- Born: 5 October 1944 Montevideo
- Died: 26 February 2011 (aged 66) Montevideo
- Occupation: Actress

= María Azambuya =

Uruguayan actress

María Azambuya (5 October 1944 – 26 February 2011) was an Uruguayan actress and theatre director.

==Biography==
Azambuya graduated from the Municipal School of Dramatic Arts. In 1973, she joined the theatre group El Galpón, with whom she would participate in the production of over 50 theatrical works as an actress or as a director. She would remain a member of El Galpón until her death, even when the group was exiled to Mexico by the Civic-military dictatorship of Uruguay. Between 1992 and 2010, Azampuya was a professor of theatre arts at the Municipal School of Dramatic Arts.

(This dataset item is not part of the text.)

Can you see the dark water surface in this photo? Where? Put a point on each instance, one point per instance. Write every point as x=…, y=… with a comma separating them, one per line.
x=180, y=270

Azambuya performed in such works as Molière's The Miser (1973), Aristophanes's Plutus (1974), Víctor Manuel Leites's Doña Ramona (1974), Voces de amor y lucha (a collection of works in Mexico, 1980), Milton Schinca and Rubén Yáñez's Artigas general del pueblo (1981), Carlos Maggi's El patio de la Torcaza, Oduvaldo Vianna Filho's Rasga corazón (1988), José Sanchis Sinisterra's ¡Ay Carmela! (1990), Bertolt Brecht's The Good Person of Szechwan, Neil Simon's El prisionero de la Segunda Avenida, and Ramón del Valle-Inclán's Bohemian Lights, among others.